Couldn't download image from https://mir-s3-cdn-cf.behance.net/project_modules/disp/5416d333859704.56baca3371cd9.jpg which corresponds to ID #213909634.

Couldn't download image from https://mir-s3-cdn-cf.behance.net/project_modules/disp/67997521968169.5630a6d5d3265.jpg which corresponds to ID #146800737.

Couldn't download image from https://mir-s3-cdn-cf.behance.net/project_modules/disp/4d446c34359583.56cdcb5bf2703.jpg which corresponds to ID #216705711.

Couldn't download image from https://mir-s3-cdn-cf.behance.net/project_modules/disp/b5af1024093285.5633010610133.jpg which corresponds to ID #159383615.

Couldn't download image from https://mir-s3-cdn-cf.behance.net/project_modules/disp/a8ff3b16777240.5603af934184e.jpg which corresponds to ID #16777240.
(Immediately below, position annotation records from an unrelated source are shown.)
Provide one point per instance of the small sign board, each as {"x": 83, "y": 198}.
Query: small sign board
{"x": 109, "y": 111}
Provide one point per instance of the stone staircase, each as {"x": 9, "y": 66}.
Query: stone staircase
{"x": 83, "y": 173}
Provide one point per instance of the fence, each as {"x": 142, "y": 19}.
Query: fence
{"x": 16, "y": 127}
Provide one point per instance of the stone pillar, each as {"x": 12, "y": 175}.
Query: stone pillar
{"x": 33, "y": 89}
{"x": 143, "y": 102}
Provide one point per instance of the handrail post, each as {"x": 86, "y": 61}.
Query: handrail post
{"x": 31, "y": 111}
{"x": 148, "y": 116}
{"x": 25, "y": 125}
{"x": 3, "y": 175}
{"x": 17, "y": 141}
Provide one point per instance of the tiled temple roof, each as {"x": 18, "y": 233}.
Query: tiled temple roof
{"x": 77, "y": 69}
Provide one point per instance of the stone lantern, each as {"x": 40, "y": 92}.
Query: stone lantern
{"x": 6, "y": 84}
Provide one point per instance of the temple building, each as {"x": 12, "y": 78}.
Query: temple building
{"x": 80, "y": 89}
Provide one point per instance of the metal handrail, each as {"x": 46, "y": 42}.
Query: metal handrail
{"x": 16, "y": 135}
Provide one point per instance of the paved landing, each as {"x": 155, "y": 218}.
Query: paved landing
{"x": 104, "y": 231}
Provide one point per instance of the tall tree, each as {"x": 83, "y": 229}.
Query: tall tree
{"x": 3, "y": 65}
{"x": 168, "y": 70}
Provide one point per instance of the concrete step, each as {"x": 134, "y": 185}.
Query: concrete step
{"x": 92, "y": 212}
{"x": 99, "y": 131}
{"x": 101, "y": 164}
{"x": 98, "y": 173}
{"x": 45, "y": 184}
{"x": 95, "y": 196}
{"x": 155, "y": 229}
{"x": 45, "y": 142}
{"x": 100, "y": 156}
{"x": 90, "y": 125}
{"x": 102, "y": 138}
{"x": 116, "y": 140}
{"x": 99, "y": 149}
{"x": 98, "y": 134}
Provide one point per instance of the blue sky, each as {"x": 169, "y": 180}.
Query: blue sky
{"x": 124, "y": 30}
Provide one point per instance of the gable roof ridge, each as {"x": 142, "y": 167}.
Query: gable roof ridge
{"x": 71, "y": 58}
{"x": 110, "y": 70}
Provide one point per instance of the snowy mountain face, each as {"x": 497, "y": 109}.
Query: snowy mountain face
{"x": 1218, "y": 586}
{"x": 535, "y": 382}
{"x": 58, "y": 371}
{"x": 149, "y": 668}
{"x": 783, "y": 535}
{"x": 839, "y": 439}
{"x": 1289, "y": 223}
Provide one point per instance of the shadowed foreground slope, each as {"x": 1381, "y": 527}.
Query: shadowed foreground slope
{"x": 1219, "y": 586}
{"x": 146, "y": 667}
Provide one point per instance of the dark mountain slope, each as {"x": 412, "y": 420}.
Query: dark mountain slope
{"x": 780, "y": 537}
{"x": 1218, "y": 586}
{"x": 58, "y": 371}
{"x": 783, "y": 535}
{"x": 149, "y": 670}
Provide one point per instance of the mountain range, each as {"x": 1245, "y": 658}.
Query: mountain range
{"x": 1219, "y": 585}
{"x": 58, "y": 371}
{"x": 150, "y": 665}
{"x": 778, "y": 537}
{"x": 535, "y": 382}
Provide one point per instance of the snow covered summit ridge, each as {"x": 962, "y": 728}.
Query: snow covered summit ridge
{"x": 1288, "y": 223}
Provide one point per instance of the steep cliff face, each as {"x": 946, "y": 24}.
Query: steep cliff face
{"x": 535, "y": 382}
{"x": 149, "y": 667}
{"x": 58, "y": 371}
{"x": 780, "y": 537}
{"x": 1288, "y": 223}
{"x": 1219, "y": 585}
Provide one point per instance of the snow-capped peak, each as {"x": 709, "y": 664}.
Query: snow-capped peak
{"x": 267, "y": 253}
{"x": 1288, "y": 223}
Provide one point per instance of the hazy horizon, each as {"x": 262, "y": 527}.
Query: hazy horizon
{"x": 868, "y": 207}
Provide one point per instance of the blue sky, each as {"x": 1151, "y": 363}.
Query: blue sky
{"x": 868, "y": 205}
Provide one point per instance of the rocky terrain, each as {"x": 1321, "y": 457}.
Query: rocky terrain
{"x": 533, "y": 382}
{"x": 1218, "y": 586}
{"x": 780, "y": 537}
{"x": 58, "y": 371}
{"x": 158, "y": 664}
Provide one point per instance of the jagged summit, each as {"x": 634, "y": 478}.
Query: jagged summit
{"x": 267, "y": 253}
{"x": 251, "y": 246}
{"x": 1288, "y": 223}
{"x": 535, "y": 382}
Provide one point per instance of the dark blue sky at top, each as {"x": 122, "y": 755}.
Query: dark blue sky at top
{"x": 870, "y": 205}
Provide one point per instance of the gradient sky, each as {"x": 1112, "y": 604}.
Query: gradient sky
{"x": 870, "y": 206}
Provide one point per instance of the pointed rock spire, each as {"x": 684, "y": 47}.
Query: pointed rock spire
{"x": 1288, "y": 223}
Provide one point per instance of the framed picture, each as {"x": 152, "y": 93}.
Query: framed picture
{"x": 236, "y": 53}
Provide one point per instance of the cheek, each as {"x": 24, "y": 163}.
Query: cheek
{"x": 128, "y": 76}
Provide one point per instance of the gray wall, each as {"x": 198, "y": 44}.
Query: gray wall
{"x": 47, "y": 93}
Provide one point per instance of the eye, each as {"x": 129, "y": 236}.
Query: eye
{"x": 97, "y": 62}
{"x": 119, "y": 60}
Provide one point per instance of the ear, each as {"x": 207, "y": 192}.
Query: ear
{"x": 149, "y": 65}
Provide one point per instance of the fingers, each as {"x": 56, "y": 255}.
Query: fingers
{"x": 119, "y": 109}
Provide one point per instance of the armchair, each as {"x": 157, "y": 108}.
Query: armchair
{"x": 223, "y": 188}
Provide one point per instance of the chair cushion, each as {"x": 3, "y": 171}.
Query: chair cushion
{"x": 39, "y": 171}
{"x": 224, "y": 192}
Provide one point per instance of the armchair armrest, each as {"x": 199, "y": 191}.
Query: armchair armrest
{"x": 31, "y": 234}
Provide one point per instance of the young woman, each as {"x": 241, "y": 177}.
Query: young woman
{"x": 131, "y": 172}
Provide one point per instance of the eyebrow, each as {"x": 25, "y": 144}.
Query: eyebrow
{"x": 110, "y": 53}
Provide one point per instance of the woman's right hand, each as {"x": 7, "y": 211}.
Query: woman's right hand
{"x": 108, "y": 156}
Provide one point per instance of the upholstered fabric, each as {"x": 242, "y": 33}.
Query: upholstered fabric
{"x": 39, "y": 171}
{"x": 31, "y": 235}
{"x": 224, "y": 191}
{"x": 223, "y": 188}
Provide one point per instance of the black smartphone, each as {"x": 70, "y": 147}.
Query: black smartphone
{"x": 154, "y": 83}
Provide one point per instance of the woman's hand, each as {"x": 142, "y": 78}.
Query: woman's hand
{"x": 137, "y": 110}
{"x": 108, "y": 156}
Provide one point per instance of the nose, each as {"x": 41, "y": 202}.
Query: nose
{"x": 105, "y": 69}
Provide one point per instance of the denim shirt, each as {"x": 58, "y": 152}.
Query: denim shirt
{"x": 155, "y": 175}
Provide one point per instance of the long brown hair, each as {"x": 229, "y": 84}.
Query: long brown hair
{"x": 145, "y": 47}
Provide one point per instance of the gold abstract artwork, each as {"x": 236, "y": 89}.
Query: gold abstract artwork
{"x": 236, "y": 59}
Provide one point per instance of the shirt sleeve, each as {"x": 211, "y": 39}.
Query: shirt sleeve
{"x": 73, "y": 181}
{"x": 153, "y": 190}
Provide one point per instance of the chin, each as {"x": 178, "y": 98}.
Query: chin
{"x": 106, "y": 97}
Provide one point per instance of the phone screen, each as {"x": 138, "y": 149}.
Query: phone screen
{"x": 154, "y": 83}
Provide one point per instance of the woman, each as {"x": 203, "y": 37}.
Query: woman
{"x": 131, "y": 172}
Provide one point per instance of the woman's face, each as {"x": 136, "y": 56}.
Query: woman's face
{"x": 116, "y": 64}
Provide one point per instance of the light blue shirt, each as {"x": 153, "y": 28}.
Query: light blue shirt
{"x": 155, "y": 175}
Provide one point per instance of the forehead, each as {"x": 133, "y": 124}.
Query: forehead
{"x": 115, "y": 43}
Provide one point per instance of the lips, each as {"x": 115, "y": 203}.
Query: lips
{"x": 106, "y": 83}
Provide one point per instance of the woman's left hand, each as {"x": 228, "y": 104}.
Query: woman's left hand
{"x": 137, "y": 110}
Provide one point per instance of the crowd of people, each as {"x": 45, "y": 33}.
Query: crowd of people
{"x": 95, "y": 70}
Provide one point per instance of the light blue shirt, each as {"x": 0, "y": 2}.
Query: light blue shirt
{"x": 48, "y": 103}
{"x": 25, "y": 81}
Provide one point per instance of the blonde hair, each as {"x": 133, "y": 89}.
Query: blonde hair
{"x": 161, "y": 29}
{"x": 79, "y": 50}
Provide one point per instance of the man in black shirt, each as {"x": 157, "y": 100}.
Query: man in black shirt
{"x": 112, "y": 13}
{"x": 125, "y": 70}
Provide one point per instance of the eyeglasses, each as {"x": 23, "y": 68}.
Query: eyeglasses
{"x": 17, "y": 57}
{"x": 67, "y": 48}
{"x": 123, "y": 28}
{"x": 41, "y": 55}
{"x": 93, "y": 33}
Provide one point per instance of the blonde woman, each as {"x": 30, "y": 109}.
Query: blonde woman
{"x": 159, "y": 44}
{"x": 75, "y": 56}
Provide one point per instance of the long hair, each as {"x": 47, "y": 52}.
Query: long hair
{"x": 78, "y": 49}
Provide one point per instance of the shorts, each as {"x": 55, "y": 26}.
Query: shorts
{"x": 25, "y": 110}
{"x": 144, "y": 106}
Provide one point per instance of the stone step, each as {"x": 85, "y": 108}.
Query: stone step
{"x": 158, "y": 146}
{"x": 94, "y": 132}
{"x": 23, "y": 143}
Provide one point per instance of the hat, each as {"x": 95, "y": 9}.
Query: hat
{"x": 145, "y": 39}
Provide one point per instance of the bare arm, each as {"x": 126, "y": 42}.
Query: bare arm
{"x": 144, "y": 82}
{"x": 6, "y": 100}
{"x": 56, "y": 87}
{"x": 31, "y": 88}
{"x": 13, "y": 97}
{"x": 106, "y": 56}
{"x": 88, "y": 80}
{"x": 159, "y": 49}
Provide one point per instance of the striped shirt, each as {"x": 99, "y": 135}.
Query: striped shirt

Couldn't download image from https://mir-s3-cdn-cf.behance.net/project_modules/disp/c3964517895527.562c0e8c6df45.jpg which corresponds to ID #121634965.

Couldn't download image from https://mir-s3-cdn-cf.behance.net/project_module

[213909634,
 146800737,
 216705711,
 159383615,
 16777240,
 121634965,
 83886227,
 113246303,
 113246295,
 117440577,
 92274881]

In [51]:
new_list = remove_IDs(list_IDs, list_errors)

In [57]:
print(f'{len(new_list)} downloaded images instead of {nb_images}.')

89 downloaded images instead of 100.